“The best way to get over a personal traumatic event is to deal with it rather than let it sit and stew” is the advice that was heard by the participants in a gathering in Ponoka last week.
The resounding message passed on by psychologist and motivational speaker Dr. Bobby Smith was for anyone, including police officers, who find themselves in the middle of a tragic event to find a way to manage the pain that it caused them. Smith spoke Thursday, June 2 at the Ponoka Legion during an event hosted by Ponoka Victim Services.
Smith is no stranger to personal suffering. He was a police officer in the United States in the 1980s when he was shot in the head and lost his eyesight as a result. An accomplished police officer, the shooting changed his life forever. “We don’t know how these things affect us and are we emotionally prepared?”
No one is exempt from emotional stress, says Smith, and he recommends taking the time to talk with loved ones. “It’s important to talk. We need to learn to be intimate.”
“If your wife is not your best friend, you’re screwing up. That’s a fact,” said Smith about the need for intimacy.
While taking time for oneself is important, Smith says he and his wife speak with each other every night. Change doesn’t come overnight. Smith suggests a person needs to ask themselves two questions: do they like who they are based on their own behaviours and are they willing to change themselves for the better.
Smith spoke in Toronto, Ont. recently and he said three police officers committed suicide in a 90 day period. The trouble, he said, is that law enforcement officers have been told that it’s not OK to have feelings.

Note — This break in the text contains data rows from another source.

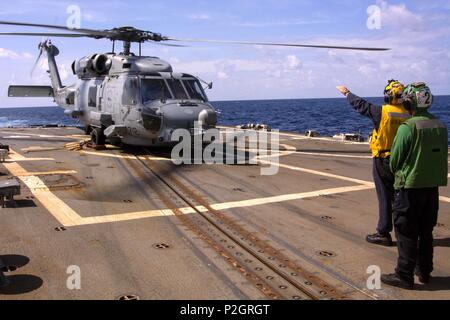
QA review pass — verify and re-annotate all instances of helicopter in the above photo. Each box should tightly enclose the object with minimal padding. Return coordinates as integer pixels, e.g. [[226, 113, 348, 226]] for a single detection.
[[0, 21, 389, 147]]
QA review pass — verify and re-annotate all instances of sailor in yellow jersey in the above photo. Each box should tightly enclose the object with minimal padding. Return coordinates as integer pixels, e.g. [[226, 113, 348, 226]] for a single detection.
[[337, 80, 411, 246]]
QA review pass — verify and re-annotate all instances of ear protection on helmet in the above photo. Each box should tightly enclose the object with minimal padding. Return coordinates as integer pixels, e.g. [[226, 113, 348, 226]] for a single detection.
[[384, 79, 405, 104]]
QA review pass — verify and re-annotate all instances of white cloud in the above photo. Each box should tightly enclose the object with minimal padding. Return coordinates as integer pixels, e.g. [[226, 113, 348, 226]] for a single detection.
[[377, 0, 425, 30], [188, 13, 212, 20], [286, 54, 301, 69], [217, 71, 230, 80], [0, 48, 20, 59], [0, 48, 33, 60]]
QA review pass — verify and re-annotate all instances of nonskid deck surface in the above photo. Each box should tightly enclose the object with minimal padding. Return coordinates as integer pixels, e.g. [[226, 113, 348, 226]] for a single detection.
[[0, 128, 450, 300]]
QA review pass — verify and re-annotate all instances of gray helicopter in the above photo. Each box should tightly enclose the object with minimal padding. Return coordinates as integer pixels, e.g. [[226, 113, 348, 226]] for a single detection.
[[0, 21, 389, 147]]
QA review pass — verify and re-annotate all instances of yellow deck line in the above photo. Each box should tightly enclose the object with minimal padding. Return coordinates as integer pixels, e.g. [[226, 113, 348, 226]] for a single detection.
[[65, 185, 371, 225], [4, 163, 81, 227], [15, 170, 77, 177], [4, 151, 450, 227]]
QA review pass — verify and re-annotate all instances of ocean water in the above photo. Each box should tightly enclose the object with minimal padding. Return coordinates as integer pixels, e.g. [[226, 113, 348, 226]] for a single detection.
[[0, 96, 450, 141]]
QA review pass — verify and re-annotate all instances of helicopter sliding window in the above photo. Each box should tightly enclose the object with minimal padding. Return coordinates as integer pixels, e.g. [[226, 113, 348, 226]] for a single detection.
[[167, 79, 189, 100], [88, 86, 97, 108], [122, 76, 139, 106], [183, 79, 206, 102], [141, 79, 172, 103]]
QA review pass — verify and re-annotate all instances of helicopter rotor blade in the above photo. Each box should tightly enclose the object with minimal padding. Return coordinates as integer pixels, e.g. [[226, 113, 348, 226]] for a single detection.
[[0, 32, 91, 38], [164, 38, 390, 51], [0, 21, 111, 37], [152, 41, 189, 48]]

Yet when dealing with traumatic events, there is no outlet to deal with their feelings. He used the analogy of an auto repair shop. General car maintenance is cheaper than repairing if something breaks down.
Smith called it a “Pay me now, or pay me later” situation, except the cost is higher the longer a person waits. Alcohol makes the situation worse as it is a depressant.
After being shot, his superiors told him they had no use for him. That caused Smith so much grief he contemplated committing suicide. Smith says he was on the verge but decided to speak with a nurse friend. It was her words that helped him turn his life around.
“She said, ‘Bobby, if you don’t let us help you, you’re not going to make it,’” he explained.
Through therapy Smith was able to deal with past personal traumas such as his mother dying when he was 10. It helped him deal with the loss of his daughter who died in a car accident and it helped him deal with the loss of his son, who died of a drug overdose.
Life isn’t fair, he said, but it is what a person does with their lives that makes the difference.
Anger and pain are things he realized there was no point in holding on to. The pain of the events were bad enough that Smith prefers to deal with them as they happen rather than pretending they didn’t occur. In his words, Smith said he had to forgive those people who caused him suffering, not for their sake, but for his. “Something good can come from the losses in your life if you let them.”